It is important to be aware that there is a strict legal framework covering the payment of dividends and failure to follow this can have serious consequences. We have set out below some of the key requirements which must be adhered to.
1. Consider the financial status of the company each time a dividend is made
The financial status of the company must be considered each time a dividend payment is made. The Companies Act states that a company can only pay a dividend if there are sufficient distributable profits out of which a payment can be made. If a dividend is paid that proves to be in excess of this profit or is made out of capital, then it is termed an illegal dividend. If a director authorises such a dividend, then the director can be deemed to have acted in breach of their statutory duties and may have to repay the funds amounting to the losses caused to the company, due to the payment of the illegal dividend.
2. Payment of a dividend should be backed up with reference to company accounts
Payment of a dividend should be backed up with reference to a company’s accounts which can either be the annual accounts or interim management accounts. Strictly, the accounts relied on must show the company’s assets and liabilities, its share capital and include provisions for any future liabilities, such as corporation tax.
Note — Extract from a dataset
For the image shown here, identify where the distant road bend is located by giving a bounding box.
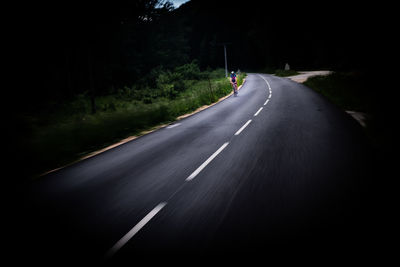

3. Each time a dividend is paid, a minute must be prepared
Every time a dividend is paid, whether the dividend is interim or final then a minute must be prepared confirming there are sufficient distributable reserves and recording the shareholders right to receive the dividend. The minute should be signed and dated.
4. Monthly dividends are always open to attack by HMRC
In addition, monthly dividends are always open to attack by HMRC as salary payments and whereas there is nothing in the companies Act to say that such dividends cannot be paid, this process can be time-consuming as monthly management accounts should be prepared to back up the distribution. A shareholder’s resolution should be produced to ratify the declaration of the total dividend and to note when the payments will be made. This resolution must be signed and dated.
5. A dividend counterfoil should be prepared
Additionally, a dividend counterfoil should be prepared to support any dividend payment made. This is not a legal document but is required for tax purposes and must be made available to the tax department when the shareholder’s personal tax return is being prepared.
6. Prepare documentation for any dividend waivers
It is equally important to prepare documentation for any dividend waivers. When doing so it is necessary to ensure the level of retained profits is sufficient to permit the same rate of dividend to be paid on all issued share capital. Additionally, the waiver must have a commercial purpose, e.g., the need to retain more profits in the company for future expansion of the business.
7. If a dividend is waived, a formal deed waiver is required
If a dividend is waived, a formal deed of waiver is required, which must be signed, dated and witnessed and kept with the company’s statutory books. The waiver must be in place before the right to the dividend arises. An interim dividend must be waived before it is paid and a final dividend is payable once approved at an AGM, unless confirmed to be payable at a future date.